Il dibattito agostano sull’economia locale sviluppatosi sulle pagine dei giornali nella nostra provincia, ha ruotato intorno alla concertazione e alle attività dell’osservatorio per la programmazione strategica.
A me sembra una discussione stantia, sul nulla, che rischia di far parlare d’altro come già in passato, quando sia da destra che da sinistra si sono mosse critiche ideologiche. La concertazione come abbiamo più volte detto e scritto, per la CGIL è un metodo, non un totem al quale sacrificare ruoli, autonomie, prerogative istituzionali o meno.
Non c’è in verità niente di maggior buonsenso che mettere insieme attori economici e sociali e le istituzioni e , se si condividono analisi ed obiettivi, lavorare insieme.
L’alternativa, quella “dell’uomo solo al comando” per usare una metafora ciclistica, è stata già vista di recente all’opera in Italia con risultati assai discutibili.
Forse qualcuno preferisce affidare le sorti dell’economia ad una sorta di darwinismo ultraliberista, tranne poi chiedere dazi sulle importazioni cinesi e per questa via contraddire Milton Friedman e anche sé stesso.
Sul piano locale a Pistoia o in Toscana devo dire che non mi capita spesso di sentire proposte organiche dei partiti sulle grandi questioni dello sviluppo locale, anzi l’interesse si manifesta spesso in forme e per vertenze KARTOS di Montecatini o le TERME, sui quali si giocano per fini poco nobili, magari anche gli equilibri e le alleanze. Oppure può capitare che un comune decida di vendere, all’insaputa degli altri partner locali e del sindacato, le proprie quote della società che controlla l’aeroporto di Firenze, al privato che controlla già quello di Bologna, col risultato che l’integrazione del sistema aeroportuale si farà invece che tra Firenze e Pisa, tra Firenze e Bologna con logiche conseguenze sugli assi di sviluppo. Troppa concertazione?
Attraverso questa, è il caso anche dell’Osservatorio per la programmazione strategica, l’obbiettivo è di fornire spunti, idee, progetti di riconversione di aree e di settori “ pensando in lungo” non al contingente, attraverso un metodo che superi il rapporto competitivo tra le rappresentanze.
Non esiste per chiarirci una risposta strategica, che risolva il punto di crisi odierno.
Nello stesso tempo, la politica, nazionale e locale, ha grande spazio nella definizione di quelle iniziative di programmazione tese anche a favorire investimenti, limitando al massimo la dimensione burocratica degli Enti e attraverso un’azione di governo che si esercita ogni giorno.

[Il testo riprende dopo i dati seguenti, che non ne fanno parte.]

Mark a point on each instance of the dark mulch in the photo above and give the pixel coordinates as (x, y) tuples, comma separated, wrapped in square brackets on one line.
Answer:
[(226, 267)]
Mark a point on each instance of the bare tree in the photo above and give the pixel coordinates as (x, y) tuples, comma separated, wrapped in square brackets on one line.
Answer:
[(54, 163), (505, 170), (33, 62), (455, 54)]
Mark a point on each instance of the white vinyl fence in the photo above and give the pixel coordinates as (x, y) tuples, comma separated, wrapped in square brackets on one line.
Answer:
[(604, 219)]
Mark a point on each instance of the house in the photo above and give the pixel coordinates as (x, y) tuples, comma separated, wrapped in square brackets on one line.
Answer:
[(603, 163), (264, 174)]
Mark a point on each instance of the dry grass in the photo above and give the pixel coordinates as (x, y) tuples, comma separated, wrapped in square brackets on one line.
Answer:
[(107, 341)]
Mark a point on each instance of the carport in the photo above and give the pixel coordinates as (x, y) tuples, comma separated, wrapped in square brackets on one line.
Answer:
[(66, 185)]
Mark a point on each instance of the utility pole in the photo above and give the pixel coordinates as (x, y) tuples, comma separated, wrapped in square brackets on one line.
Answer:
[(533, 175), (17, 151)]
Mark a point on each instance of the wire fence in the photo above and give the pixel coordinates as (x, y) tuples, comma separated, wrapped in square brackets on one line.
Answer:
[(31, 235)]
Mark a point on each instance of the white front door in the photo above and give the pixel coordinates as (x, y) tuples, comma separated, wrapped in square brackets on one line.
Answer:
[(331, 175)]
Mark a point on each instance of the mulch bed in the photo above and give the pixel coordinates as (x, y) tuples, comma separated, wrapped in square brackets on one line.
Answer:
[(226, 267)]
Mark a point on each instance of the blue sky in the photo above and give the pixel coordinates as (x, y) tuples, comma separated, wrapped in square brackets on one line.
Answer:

Poi ci vogliono gli investimenti, che sono il convitato di pietra di queste discussioni: se prendiamo le ultime 10 cessazioni di attività produttiva con immobili di pregio in provincia, possiamo cogliere quanto la rendita speculativa si sia mangiato l’impresa e quale sia stata la scelta prioritaria di una parte degli imprenditori.
Nello stesso tempo, credo sia un errore usare enfasi eccessive:
-se ogni cosa che accade si riconduce alla virtù taumaturgiche della concertazione si corrono dei rischi;
- se si alimentano aspettative straordinarie dall’Osservatorio, i risultati non potranno che essere inferiori alle attese ;
- se si commenta un incontro con l’AD di Ansaldobreda, che pur con i suoi elementi positivi, lascia inalterate molte preoccupazioni sul piano industriale e finanziario come “ il risultato straordinario della concertazione”;
-se la presentazione di alcuni report contenenti dati sistematizzati, ma noti, come quelli presentati il 7 Luglio al convegno di Palazzo dei Vescovi, viene commentato come il disvelarsi dei veri elementi di crisi della provincia , c’è da essere preoccupati.

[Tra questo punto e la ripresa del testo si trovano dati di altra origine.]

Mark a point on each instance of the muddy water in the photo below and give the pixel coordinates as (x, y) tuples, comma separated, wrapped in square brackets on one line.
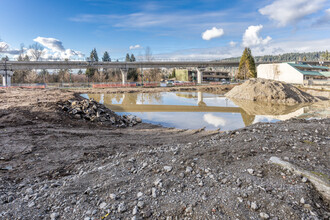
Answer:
[(194, 110)]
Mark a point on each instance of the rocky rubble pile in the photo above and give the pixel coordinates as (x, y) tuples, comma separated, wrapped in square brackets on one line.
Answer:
[(264, 90), (90, 110)]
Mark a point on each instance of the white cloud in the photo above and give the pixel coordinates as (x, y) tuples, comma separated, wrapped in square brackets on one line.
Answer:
[(232, 43), (291, 11), (325, 19), (251, 37), (52, 43), (213, 33), (214, 120), (56, 50), (6, 49), (135, 47)]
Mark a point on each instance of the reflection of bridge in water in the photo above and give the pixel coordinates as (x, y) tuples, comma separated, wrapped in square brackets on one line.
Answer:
[(129, 104)]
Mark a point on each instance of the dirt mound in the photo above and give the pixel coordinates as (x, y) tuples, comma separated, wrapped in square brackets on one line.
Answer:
[(264, 90)]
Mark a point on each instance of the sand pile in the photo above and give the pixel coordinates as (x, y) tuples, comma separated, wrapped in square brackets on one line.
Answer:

Su questo concordo con Donnini; quando il 7 Marzo 2005 , abbiamo dato vita all’Osservatorio forse avevamo aspettative diverse.

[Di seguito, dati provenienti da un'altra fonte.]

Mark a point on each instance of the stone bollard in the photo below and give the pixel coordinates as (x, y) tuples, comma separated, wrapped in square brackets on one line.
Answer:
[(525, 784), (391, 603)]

Niente che non si possa correggere anche se è del tutto evidente che ciò che, anche sul piano della strumentazione, è stato pensato utile nel 2003, data del protocollo tra le parti, forse non è più sufficiente oggi e penso alla dimensione provinciale o in qualche caso municipale della programmazione. La discussione sui nuovi assetti istituzionali dell’area metropolitana, non sono che il sigillo a questa considerazione.
Paradossalmente ritengo che ci sia poca concertazione, a volte di cattiva qualità e a geometria variabile:
non credo ad esempio che si possa discutere solo sui giornali della partecipazione dei nostri Enti ad una Fondazione per la ricerca di area metropolitana, così come ricondurre tutto il confronto, anche tra le parti sociali, agli organismi dell’Osservatorio per la programmazione.
Per questa ragione nei prossimi giorni avvieremo come CGIL una serie di incontri prima con CISL e UIL e poi con le categorie economiche.
La discussione però è sul merito, non sullo strumento.